Perhaps the first rule that I must make for myself is
to pay attention to what I see. Italo Calvino
During the initial stages of the COVID-19 pandemic, public health communities around the world were facing a daunting challenge. The immense scale, dynamic nature, and severity of the pandemic required swift response to prevent infections and protect local communities. Yet, little was known about how the new SARS-CoV-2 virus was spreading among local residents, or the health risks it posed. I was an assistant professor at UTHealth School of Public Health in Houston, Texas, focusing on nutritional epidemiology research and teaching Epidemiology Methods to future public health professionals. As the pandemic continued to ramp up worldwide, I was invited to join my School of Public Health colleagues in tackling this pressing issue. The team featured experts in the fields of epidemiology, biostatistics, public health policy, geospatial analytics, and intervention research. We began to look at COVID-19 community and hospital data from Harris County, in southeast Texas, one of the largest and most diverse metropolitan areas in the United States.

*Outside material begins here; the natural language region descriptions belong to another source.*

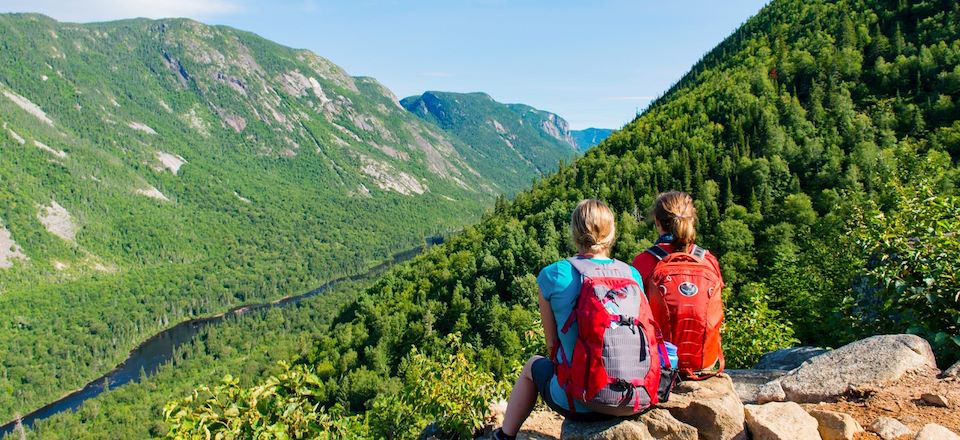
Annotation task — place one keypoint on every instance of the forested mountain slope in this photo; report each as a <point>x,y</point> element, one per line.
<point>517,140</point>
<point>588,137</point>
<point>821,142</point>
<point>152,171</point>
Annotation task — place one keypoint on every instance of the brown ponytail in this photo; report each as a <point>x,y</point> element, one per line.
<point>677,216</point>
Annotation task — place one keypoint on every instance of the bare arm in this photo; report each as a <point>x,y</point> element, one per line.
<point>548,321</point>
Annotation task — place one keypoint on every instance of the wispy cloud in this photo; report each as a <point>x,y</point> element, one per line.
<point>102,10</point>
<point>630,98</point>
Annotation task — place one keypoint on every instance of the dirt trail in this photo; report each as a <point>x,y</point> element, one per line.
<point>899,400</point>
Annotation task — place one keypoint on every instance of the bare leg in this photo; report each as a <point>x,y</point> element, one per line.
<point>522,399</point>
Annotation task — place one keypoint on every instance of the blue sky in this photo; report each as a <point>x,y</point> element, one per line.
<point>593,62</point>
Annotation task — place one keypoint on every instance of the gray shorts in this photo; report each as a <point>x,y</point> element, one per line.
<point>543,372</point>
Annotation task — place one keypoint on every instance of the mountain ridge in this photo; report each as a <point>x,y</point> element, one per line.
<point>158,170</point>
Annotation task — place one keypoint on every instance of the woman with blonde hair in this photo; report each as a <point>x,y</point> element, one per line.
<point>594,232</point>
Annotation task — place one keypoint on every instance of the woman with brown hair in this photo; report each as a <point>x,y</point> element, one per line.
<point>684,283</point>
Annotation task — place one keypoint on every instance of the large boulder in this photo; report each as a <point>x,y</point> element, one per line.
<point>787,358</point>
<point>889,428</point>
<point>780,421</point>
<point>663,426</point>
<point>616,429</point>
<point>953,372</point>
<point>933,431</point>
<point>747,383</point>
<point>867,363</point>
<point>656,424</point>
<point>834,425</point>
<point>711,406</point>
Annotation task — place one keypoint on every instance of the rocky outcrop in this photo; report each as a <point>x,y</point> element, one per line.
<point>933,431</point>
<point>780,421</point>
<point>787,358</point>
<point>856,366</point>
<point>657,424</point>
<point>663,426</point>
<point>889,428</point>
<point>711,406</point>
<point>934,399</point>
<point>748,383</point>
<point>834,425</point>
<point>951,373</point>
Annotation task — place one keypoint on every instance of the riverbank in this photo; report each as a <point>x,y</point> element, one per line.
<point>158,350</point>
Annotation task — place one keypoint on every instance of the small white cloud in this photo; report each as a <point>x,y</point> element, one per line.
<point>630,98</point>
<point>104,10</point>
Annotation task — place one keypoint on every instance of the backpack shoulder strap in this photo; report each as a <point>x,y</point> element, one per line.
<point>657,252</point>
<point>583,265</point>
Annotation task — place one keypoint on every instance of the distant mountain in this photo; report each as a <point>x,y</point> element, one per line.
<point>584,139</point>
<point>517,139</point>
<point>153,171</point>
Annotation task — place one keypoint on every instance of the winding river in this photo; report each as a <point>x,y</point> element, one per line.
<point>159,349</point>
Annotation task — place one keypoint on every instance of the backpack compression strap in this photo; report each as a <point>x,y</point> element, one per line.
<point>657,252</point>
<point>660,253</point>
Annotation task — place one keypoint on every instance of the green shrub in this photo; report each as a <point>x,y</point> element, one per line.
<point>445,388</point>
<point>912,281</point>
<point>751,328</point>
<point>282,407</point>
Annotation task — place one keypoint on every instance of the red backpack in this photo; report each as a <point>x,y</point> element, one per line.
<point>686,302</point>
<point>615,365</point>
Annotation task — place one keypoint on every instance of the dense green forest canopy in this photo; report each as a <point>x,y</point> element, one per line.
<point>821,142</point>
<point>155,171</point>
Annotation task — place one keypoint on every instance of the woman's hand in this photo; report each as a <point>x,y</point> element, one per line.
<point>549,323</point>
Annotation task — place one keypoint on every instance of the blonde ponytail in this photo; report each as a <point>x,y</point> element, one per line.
<point>677,216</point>
<point>592,227</point>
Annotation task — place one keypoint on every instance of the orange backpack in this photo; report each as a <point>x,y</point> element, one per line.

Week after week, my colleagues and I met with local public health departments and health care leaders to share information on the growing outbreak in our region. Each week, new, updated data was processed, cleaned, and analyzed within a short turnaround time so that our findings could shed light on the magnitude and severity of the outbreak in as close to real time as we could get. We also developed methods to identify "testing deserts" and detect significant health inequities in the region. These findings were then presented to local public health partners, informing resource planning and rapidly evolving strategies to respond to the emergency in Harris County.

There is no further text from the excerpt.